(Warning: What follows is inside baseball of dubious interest to all but the most wonkish City Hall watcher.)
The Atlanta City Council committee process is a largely overlooked and often mind-numbing aspect of city government, but it's also one of its most defining features. Apart from the fact that nearly all legislation passes through one committee or another before it's voted on by the full Council, the committee process actually helps determine who runs for Council.
Don't believe me? Take a look at the committee schedule. Depending on whether a Council member serves on three committees or four — there are seven in total — it's quite possible that he or she could end up spending 20 daytime hours a month or more in committee. That's in addition to twice-monthly Council meetings, office hours and various community engagements. Given this kind of time commitment, it's no surprise that about half the Council members have traditionally been retirees, housewives (and husbands) and other folk without outside day jobs.
Anyway, the news here is that Council President Ceasar Mitchell last night named the new 2011 committee appointments. Did I say "new?" It would be more accurate to call them "renewed." With a few very minor exceptions, the committees remain largely unchanged. All the committee chairmen and women kept their seats despite some uneven performances this past year.
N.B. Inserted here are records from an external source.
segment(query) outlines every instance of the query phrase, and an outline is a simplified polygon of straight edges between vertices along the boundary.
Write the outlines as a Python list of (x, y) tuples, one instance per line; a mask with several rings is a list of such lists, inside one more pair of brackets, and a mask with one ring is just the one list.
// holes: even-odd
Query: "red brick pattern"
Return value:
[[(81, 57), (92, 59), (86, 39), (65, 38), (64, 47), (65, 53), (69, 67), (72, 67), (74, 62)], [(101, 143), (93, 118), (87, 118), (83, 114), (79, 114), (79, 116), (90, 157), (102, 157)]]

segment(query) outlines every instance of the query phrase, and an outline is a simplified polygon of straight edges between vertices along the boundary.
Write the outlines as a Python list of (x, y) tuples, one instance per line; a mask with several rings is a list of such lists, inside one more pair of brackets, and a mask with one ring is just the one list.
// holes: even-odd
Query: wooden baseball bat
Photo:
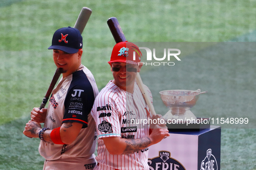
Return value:
[[(116, 17), (110, 18), (107, 20), (107, 25), (112, 33), (112, 35), (114, 37), (114, 39), (115, 39), (116, 43), (125, 41), (126, 41), (123, 32), (123, 31), (120, 26), (120, 25), (117, 21), (117, 19)], [(137, 73), (137, 75), (136, 76), (136, 82), (142, 93), (142, 95), (144, 97), (147, 105), (149, 108), (151, 113), (152, 115), (156, 115), (156, 113), (154, 109), (154, 107), (149, 99), (149, 96), (148, 93), (145, 89), (144, 84), (142, 82), (142, 80), (141, 80), (141, 78), (140, 78), (139, 72)]]
[[(81, 34), (82, 34), (82, 33), (84, 31), (84, 29), (89, 20), (91, 14), (91, 9), (86, 7), (83, 7), (82, 10), (81, 10), (81, 12), (80, 12), (75, 24), (75, 26), (74, 26), (74, 28), (77, 28), (79, 31), (80, 31)], [(45, 106), (47, 101), (48, 101), (48, 99), (50, 97), (50, 95), (51, 95), (51, 94), (54, 88), (54, 86), (55, 86), (55, 85), (58, 79), (61, 74), (61, 72), (60, 72), (59, 69), (57, 68), (56, 69), (54, 76), (53, 76), (53, 78), (52, 78), (50, 86), (48, 88), (48, 90), (47, 90), (47, 92), (46, 92), (45, 96), (44, 97), (41, 105), (39, 107), (40, 110), (44, 108)]]

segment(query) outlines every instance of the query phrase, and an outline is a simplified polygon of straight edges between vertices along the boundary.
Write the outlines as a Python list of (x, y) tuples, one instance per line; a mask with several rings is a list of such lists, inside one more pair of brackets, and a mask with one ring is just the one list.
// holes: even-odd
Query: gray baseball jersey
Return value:
[(61, 79), (49, 99), (44, 127), (50, 129), (66, 122), (83, 124), (76, 140), (70, 145), (57, 145), (41, 141), (40, 154), (47, 160), (69, 157), (91, 159), (96, 149), (97, 133), (90, 114), (98, 93), (94, 77), (85, 66)]

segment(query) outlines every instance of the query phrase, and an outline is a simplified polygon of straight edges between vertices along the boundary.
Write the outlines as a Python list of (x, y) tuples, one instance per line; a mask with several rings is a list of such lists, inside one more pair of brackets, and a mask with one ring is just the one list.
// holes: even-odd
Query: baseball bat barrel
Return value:
[(123, 42), (126, 41), (123, 32), (116, 17), (111, 17), (107, 22), (108, 27), (112, 33), (113, 37), (116, 41), (116, 43)]
[(83, 7), (82, 10), (81, 10), (81, 12), (74, 26), (74, 28), (79, 30), (81, 34), (84, 31), (91, 13), (91, 9), (86, 7)]
[[(82, 34), (82, 33), (84, 31), (84, 29), (85, 25), (86, 25), (86, 24), (89, 20), (89, 18), (91, 16), (91, 9), (86, 7), (83, 7), (82, 10), (81, 10), (81, 12), (80, 12), (75, 24), (75, 26), (74, 26), (74, 28), (77, 28), (79, 31), (80, 31), (81, 34)], [(50, 86), (48, 88), (48, 90), (47, 90), (47, 92), (46, 92), (45, 96), (44, 97), (41, 105), (39, 107), (40, 110), (44, 108), (45, 106), (45, 105), (48, 101), (48, 99), (50, 97), (50, 95), (52, 94), (52, 90), (55, 86), (55, 85), (56, 85), (57, 81), (58, 79), (61, 74), (61, 72), (60, 70), (57, 68), (56, 69), (54, 76), (53, 76), (53, 78), (52, 78), (52, 82), (50, 84)]]

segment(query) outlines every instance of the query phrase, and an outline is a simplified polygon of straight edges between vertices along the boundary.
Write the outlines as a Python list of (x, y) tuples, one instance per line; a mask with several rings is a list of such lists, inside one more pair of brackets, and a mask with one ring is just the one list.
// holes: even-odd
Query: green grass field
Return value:
[(141, 75), (162, 114), (168, 109), (159, 91), (201, 88), (208, 92), (191, 109), (197, 116), (250, 116), (251, 129), (222, 129), (221, 168), (256, 170), (255, 44), (237, 53), (244, 44), (228, 46), (256, 41), (256, 1), (0, 0), (0, 170), (42, 169), (39, 139), (22, 132), (56, 69), (47, 50), (52, 35), (73, 26), (83, 6), (93, 13), (82, 34), (82, 63), (99, 89), (113, 78), (107, 63), (115, 44), (107, 24), (111, 17), (117, 18), (130, 41), (212, 42), (216, 50), (218, 42), (229, 42), (224, 55), (206, 47), (184, 55), (174, 67), (145, 67)]

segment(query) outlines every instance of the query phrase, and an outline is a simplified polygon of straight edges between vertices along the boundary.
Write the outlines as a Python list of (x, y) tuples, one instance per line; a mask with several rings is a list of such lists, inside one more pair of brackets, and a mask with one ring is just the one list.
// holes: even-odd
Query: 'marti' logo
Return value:
[(123, 56), (126, 57), (128, 57), (129, 55), (128, 54), (128, 51), (129, 50), (129, 49), (128, 48), (126, 48), (125, 47), (123, 47), (123, 48), (121, 48), (120, 49), (120, 50), (119, 51), (119, 53), (118, 56), (121, 56), (123, 55)]
[(159, 151), (159, 157), (149, 159), (148, 164), (150, 170), (186, 170), (182, 164), (171, 157), (170, 152), (165, 151)]
[(62, 41), (64, 41), (64, 42), (65, 42), (65, 43), (67, 44), (68, 43), (68, 41), (67, 40), (66, 40), (66, 38), (67, 38), (67, 36), (68, 35), (68, 34), (66, 34), (65, 35), (63, 35), (62, 34), (62, 39), (60, 40), (58, 40), (58, 42), (62, 42)]

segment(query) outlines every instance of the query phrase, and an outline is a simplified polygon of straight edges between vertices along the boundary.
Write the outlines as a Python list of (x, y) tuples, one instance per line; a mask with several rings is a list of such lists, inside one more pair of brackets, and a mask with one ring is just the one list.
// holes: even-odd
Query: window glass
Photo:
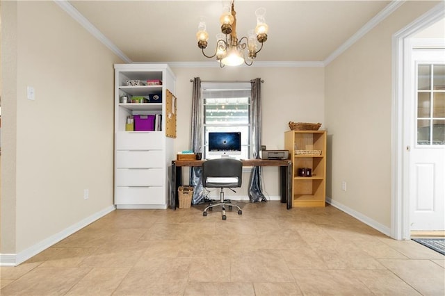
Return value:
[(417, 75), (417, 145), (445, 145), (445, 65), (418, 65)]
[(445, 65), (435, 65), (432, 77), (432, 89), (445, 90)]
[(417, 117), (429, 117), (431, 110), (429, 92), (419, 92), (417, 94)]
[(250, 157), (250, 83), (202, 83), (204, 157), (209, 156), (209, 132), (241, 131), (241, 155), (238, 159)]
[(445, 120), (432, 121), (432, 145), (445, 145)]
[(428, 90), (431, 89), (431, 70), (429, 65), (419, 65), (417, 68), (417, 89)]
For instance, Joyce Sheperd, who chairs the Community Development Committee, was embarrassed last month by revelations that she accepted a hefty campaign donation from a developer PAC while her committee considered the proposed Sustainable Building Ordinance, which the PAC opposed. The legislation eventually was shelved by the Council.
Also, Yolanda Adrean, a Council newcomer in 2010, had a rocky freshman year chairing the important Finance/Executive Committee, often having trouble reining in her long-winded and off-topic colleagues.
But Mitchell says he recognizes that it can take a while to find one's footing as a committee chairman.
"I wanted to keep a level continuity going into next year," he says. "Especially if you're new to the Council, you might need some time to gain experience with some of the issues."